Sharding & Horizontal Scaling

Chapter 11: Sharding & Horizontal Scaling

Sharding is MongoDB's solution for horizontal scaling. It allows you to distribute a single logical dataset across multiple machines (Shards) to handle workloads that exceed the storage or I/O capacity of a single server. A sharded cluster consists of Shards (data storage), Config Servers (metadata), and Query Routers (mongos).

I. Shard Key Selection Strategy

The Shard Key is the most critical architectural decision. It determines how data is partitioned and how queries are routed.

  • High Cardinality: Choose a key with many unique values (e.g., user_id, email) to ensure fine-grained partitioning.
  • Write Distribution: Avoid monotonically increasing keys (like ObjectId or Timestamp) for ranged sharding, as they create a "Hot Shard" where all new writes hit a single node. Use Hashed Sharding for write-heavy workloads to distribute inserts uniformly.
  • Query Targeting: To avoid inefficient Broadcast (Scatter-Gather) queries, most application queries should include the shard key so the router can target a specific node.

II. Config Servers & Metadata Flow

The Config Servers store the cluster's "Source of Truth"—the mapping between data ranges (Chunks) and specific shards.

  • Consistency: Config servers are a replica set that uses w:majority to ensure metadata integrity.
  • Caching: Every mongos instance caches this metadata. When a chunk is moved, the config servers are updated, and the mongos instances are notified via a StaleConfig error on the next query.

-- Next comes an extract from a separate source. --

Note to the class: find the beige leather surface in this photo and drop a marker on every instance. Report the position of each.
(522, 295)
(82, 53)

mongosShard AShard BConfig RSCluster Metadata: config.chunks, config.shards


III. The Balancer & Jumbo Chunks

The Balancer is a background process that monitors the distribution of chunks across shards. If one shard has significantly more data, the balancer triggers a Chunk Migration (MoveChunk).

  • Jumbo Chunks: If a chunk grows too large and cannot be split (because all documents have the same shard key value), it becomes a Jumbo Chunk. The balancer cannot move jumbo chunks, leading to Data Skew and performance degradation.

IV. Production Anti-Patterns

  • Broadcast Storms: Sending queries without the shard key to a cluster with 50+ shards. This saturates the CPU and network of every node in the cluster simultaneously.
  • Unsharded Collections on Primary Shard: Keeping large, high-traffic collections unsharded. They will reside on the database's "Primary Shard," potentially overwhelming it while other shards remain idle.
  • Choosing a Low-Cardinality Key: Sharding on a status or is_active field. This results in very few chunks that quickly become jumbo and unmovable.

V. Performance Bottlenecks

  • Migration Contention: In high-write environments, background chunk migrations compete for the same disk I/O and network bandwidth as application writes, causing latency spikes.
  • Stale Config Refresh: When mongos encounters a StaleConfig error, it must block the query to refresh its metadata cache from the config servers, adding several hundred milliseconds of latency.
  • Cross-Shard Aggregate Merge: Performing a large $sort or $group in a sharded aggregation. All shards must send their results to a single node for final merging, creating a network and CPU choke point.